Plugins & presets: stylizing a photo

A colleague of mine recently showed me a photo, she took of her son during a holiday. It immediately struck a chord with me – it had some resemblance to the style of ads for a certain fragrance. The key to that very style is Black&White with a certain polished look. So I set myself the task to go and try to “rebuild” that style.

First, I loaded the original picture into Lightroom and worked on exposure and color correction. I knew, that editing it towards “strong” colors and contrast and trying to preserve dark areas would help me in the black-and-white-conversion. In some areas, though, I was pretty limited: I could not recover the crushed whites from the original JPG: you can easily note that in the T-Shirt.  In the next step, I wanted to use several plugins from Google’sNIK collection. I decided to export the picture into Photoshop, since there, the NIK plugins do provide additional options compared to their Lightroom versions. And: each used plugin creates its own layer, so you can fine-tune each one separately or even work with layer masks.

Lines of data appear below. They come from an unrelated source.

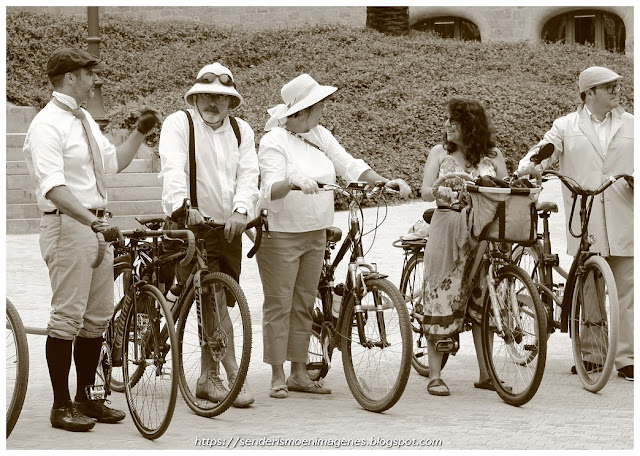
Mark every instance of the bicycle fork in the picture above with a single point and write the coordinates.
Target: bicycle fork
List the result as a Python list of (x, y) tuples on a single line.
[(514, 331)]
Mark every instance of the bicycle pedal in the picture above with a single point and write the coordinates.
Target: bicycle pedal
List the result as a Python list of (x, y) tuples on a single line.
[(447, 346), (96, 392)]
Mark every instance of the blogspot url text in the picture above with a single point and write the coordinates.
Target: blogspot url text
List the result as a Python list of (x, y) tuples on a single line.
[(241, 442)]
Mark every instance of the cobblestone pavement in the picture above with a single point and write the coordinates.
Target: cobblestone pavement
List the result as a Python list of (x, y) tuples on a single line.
[(562, 415)]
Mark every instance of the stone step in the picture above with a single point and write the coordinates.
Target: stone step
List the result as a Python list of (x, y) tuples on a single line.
[(138, 165), (26, 196), (19, 118), (32, 225), (19, 182), (27, 211)]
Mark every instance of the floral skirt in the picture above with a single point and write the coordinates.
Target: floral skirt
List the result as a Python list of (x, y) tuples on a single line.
[(453, 303)]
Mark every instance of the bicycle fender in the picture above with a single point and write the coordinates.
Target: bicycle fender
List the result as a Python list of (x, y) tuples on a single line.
[(374, 276)]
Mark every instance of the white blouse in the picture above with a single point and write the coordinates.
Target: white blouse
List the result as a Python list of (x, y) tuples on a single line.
[(281, 155)]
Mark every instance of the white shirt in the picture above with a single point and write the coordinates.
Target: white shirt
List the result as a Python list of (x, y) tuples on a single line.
[(227, 175), (282, 155), (602, 129), (57, 153)]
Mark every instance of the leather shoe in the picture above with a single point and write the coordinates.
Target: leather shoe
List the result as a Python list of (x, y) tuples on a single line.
[(99, 411), (589, 367), (69, 418), (626, 372)]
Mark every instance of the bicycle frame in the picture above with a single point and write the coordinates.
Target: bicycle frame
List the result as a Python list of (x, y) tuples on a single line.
[(355, 283), (583, 252)]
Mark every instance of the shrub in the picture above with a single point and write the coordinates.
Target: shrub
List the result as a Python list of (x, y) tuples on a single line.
[(390, 108)]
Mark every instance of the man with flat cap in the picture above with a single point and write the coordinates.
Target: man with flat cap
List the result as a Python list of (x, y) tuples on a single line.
[(68, 157), (592, 144)]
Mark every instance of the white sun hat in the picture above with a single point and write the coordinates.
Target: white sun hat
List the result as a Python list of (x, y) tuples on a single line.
[(214, 78), (595, 76), (297, 94)]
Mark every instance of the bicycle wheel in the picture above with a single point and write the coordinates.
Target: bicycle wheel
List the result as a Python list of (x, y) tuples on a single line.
[(122, 280), (411, 284), (515, 357), (376, 346), (150, 356), (17, 367), (594, 323), (320, 344), (229, 344)]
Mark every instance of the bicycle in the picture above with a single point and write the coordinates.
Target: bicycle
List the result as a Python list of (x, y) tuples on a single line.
[(513, 319), (411, 281), (209, 308), (17, 366), (140, 337), (372, 327), (592, 321)]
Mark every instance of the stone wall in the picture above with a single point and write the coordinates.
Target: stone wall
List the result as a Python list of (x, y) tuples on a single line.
[(496, 23)]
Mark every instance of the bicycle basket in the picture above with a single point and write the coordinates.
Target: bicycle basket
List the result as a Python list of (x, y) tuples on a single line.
[(504, 214)]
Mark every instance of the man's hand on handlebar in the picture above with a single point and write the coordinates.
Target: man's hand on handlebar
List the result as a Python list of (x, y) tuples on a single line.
[(531, 170), (110, 233), (235, 226), (400, 185), (194, 217)]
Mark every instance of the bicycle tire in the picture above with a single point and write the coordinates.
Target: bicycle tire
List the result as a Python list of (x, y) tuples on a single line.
[(122, 279), (17, 352), (411, 284), (372, 393), (149, 328), (515, 360), (190, 363), (595, 381), (319, 348)]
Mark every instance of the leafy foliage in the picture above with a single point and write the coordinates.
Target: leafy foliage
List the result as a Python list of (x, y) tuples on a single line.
[(390, 108)]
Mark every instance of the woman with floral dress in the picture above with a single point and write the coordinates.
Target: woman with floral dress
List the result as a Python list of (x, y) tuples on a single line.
[(468, 147)]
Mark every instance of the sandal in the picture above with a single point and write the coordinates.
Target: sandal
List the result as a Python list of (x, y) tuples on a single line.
[(314, 388), (488, 384), (436, 382), (279, 392)]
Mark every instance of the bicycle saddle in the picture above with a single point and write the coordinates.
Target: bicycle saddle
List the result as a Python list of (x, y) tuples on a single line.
[(334, 234), (546, 206)]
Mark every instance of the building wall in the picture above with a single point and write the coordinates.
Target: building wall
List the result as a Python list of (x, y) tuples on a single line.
[(516, 23), (511, 23)]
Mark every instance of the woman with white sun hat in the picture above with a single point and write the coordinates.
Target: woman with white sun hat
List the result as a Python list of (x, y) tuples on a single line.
[(298, 152)]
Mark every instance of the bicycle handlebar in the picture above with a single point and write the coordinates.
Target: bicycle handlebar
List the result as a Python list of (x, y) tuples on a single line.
[(577, 189), (258, 223)]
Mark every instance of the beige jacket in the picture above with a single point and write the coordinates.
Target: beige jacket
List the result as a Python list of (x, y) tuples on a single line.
[(577, 150)]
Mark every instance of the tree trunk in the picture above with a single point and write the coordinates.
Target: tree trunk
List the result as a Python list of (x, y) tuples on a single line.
[(390, 20)]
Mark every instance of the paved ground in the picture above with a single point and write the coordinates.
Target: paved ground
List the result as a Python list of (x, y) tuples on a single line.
[(561, 416)]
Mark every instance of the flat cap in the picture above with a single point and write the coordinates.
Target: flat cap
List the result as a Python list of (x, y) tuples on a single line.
[(67, 59), (594, 76)]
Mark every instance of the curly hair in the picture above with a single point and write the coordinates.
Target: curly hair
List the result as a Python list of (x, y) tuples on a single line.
[(474, 127)]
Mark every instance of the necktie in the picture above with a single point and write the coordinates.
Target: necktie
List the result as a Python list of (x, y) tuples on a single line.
[(93, 146)]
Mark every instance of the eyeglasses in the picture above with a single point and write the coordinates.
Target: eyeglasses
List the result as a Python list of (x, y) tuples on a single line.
[(213, 96), (611, 88), (224, 79)]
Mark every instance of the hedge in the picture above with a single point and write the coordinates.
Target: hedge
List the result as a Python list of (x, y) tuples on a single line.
[(390, 108)]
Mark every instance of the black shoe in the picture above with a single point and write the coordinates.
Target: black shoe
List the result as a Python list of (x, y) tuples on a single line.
[(69, 418), (589, 367), (99, 411), (626, 372)]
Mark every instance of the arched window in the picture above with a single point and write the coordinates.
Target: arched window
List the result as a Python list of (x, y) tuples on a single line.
[(590, 27), (450, 27)]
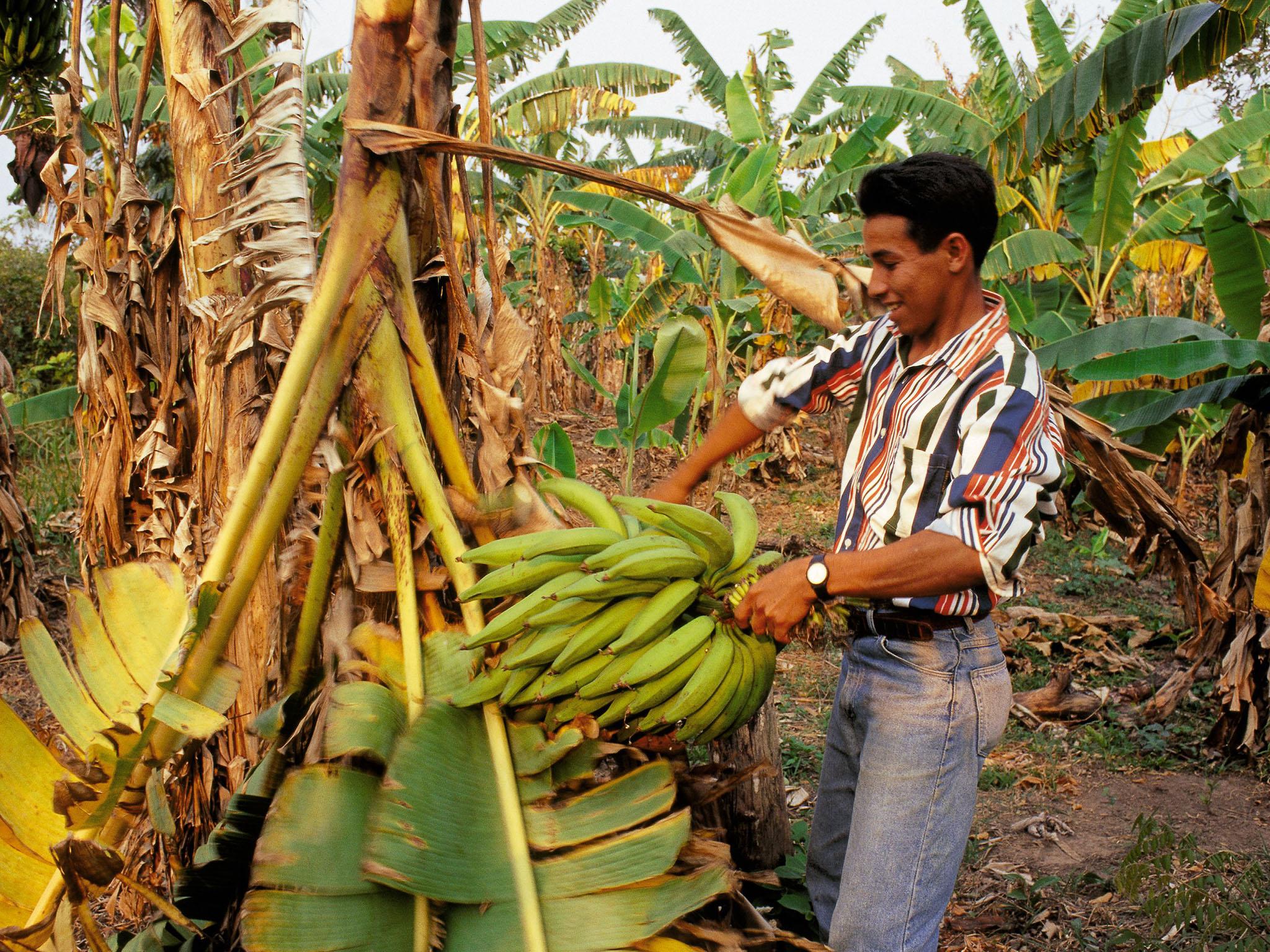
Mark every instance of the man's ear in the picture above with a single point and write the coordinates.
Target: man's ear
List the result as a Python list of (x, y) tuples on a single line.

Comparing two versions: editing in Lightroom, Photoshop and NIK pluginsComparing two versions: editing in Lightroom, Photoshop and NIK plugins

Since the original photo was taken with an iPhone, I wanted to get rid of sensor noise, first of all. Using NIK’s Dfine, I did not rely on its automatic noise reduction, though: I would have lost small detail in non-noisy parts, something you would not want with the already limited resolution of the original picture. Instead, I used Dfine’s control point feature and applied just one control point to the sky. That way, I got rid of the noise in the blue parts of the picture without sacrificing sharpness elsewhere.

I then proceeded with Dfine’s “skin” option. With a small brush, I treated the face, arms and legs of the model to smooth out the too grainy look of the iPhone picture. To end with, I used NIK’s Presharpener plugin and only very softly applied it, using the transparency slider of its layer: just enough to recover some of the detail and not introduce artifacts and noise, again. I also got rid of the small halfmoon in the background: I felt, it just distracted from the picture.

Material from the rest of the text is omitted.